Anchors 1-8 each send a response fixed amounts of time after they receive the poll. Their response includes the last 9 bits of the ideal Tx time.
The Tag receives these replies, corrects the response times for rounding errors and clock rate differences and calculates the ranges.
The ranges are good to within a few cm. Given known anchor locations we can determine tag location and since the result is overdetermined get a good feel for how reliable the position is. All very text book generic system so far.

Here’s the bit that I’m having issues with:

If I put a purely passive UWB device in the middle of the room I can measure the times it sees all the packets.
The time the Listener receives the Poll is the Tag transmit time plus a function of the Tag to Listener distance.
For each anchor the time the Listener receives the Reply is the Anchor transmit time plus a function of the Anchor to Listener distance.
But the system design is that the Anchor transmit time is a the Tag transmit time plus a function of the Tag to Anchor distance plus a known delay.

Rearranging this we get that the time between the Listener receiving the Poll and receiving the Reply minus the known delay for that Anchor is a function of the Tag to Anchor distance plus the Listener to Anchor distance minus the Tag to Listener distance.

Given Anchor locations are known all of these distances between devices are functions of only 6 unknowns, the Tag x,y,z and the Listener x,y,z.

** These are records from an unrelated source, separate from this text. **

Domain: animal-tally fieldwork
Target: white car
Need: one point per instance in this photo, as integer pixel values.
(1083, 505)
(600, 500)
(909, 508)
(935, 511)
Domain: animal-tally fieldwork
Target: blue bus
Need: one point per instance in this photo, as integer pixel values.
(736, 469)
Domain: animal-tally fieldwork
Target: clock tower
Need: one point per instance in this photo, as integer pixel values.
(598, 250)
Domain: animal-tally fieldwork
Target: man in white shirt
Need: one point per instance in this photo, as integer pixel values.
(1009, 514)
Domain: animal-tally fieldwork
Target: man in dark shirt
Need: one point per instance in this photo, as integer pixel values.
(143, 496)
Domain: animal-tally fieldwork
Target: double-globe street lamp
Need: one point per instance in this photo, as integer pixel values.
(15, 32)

It I have 8 anchors that gives me 8 measurements. 8 data points and 6 unknowns means I should be able to solve for them and purely by listening be able to measure both the tag location and the location of my silent listener.

The problem is that it’s not quite working.
I take the time difference between packets, subtract the delay (corrected for the rounding in the tx time and the clock difference) and convert the resulting time to a distance. Since I know where the tag and listener are I can work out what this value should be. The results I get are about right but are off by a meter or so. So the basic idea works but the values are wrong by enough to ruin the position calculations.

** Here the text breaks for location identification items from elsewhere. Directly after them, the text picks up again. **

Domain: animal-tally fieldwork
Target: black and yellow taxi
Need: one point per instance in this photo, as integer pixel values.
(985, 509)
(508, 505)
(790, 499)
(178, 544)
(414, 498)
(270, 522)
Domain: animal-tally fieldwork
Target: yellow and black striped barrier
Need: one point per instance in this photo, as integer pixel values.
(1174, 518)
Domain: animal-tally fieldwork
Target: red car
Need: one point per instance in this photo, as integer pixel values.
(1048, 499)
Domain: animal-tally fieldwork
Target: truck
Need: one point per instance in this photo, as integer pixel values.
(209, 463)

The antenna delays programmed into the system and anchor rx to tx delays must be correct because the tag is getting accurate ranges.
Received signal strength effects are smaller than this, I’ve tried factoring an approximation for them in but that didn’t help.
There has to be some factor or correction that I’m not taking into account on the listening side but I can’t figure out what it could be.

So the question is what am I missing?

Hi Andy,

I did not go into the details, but it sounds to me, that the times are not aligned to a single time base.

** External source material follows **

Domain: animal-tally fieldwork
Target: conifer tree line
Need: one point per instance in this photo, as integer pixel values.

All the times including the delays of the Reply messages need to be aligned to a single time base. To do that you need to consider the transmit time, receive time, the clock drifts of each pairs.

I hope it helps.


All the times are measured on a single unit other than the delay times so there is nothing to be corrected for there. The delays are corrected for the clock difference between the receiving device and the device setting the delay, the correction used is the same as is used for normal single sided ranging and works for that use case.
The exact tag transmit time cancels out in the maths but its differing time of flight to each device is taken into account.
Everything is currently running on sets of measurements all taken within a 5ms period with no smoothing so it’s reasonable to assume no meaningful clock drift over that period, the rates will be at a constant offset. I expect lots of noise in the output at this stage, the issue is that there is a large bias in the results.

The scale of the errors is about right for a timebase issue. But if there is one I’m not sure where it is. Also timebase issues I would expect to see larger errors for the anchors that reply later since the rate difference will have a larger impact on those results. I see fairly constant error across the anchors.

It could also be an antenna delay calibration error but I thought I had those dialled in better than that. I could maybe fix the locations to the correct values and optimise for antenna delays and see how far off they would need to be to make the position come out correct.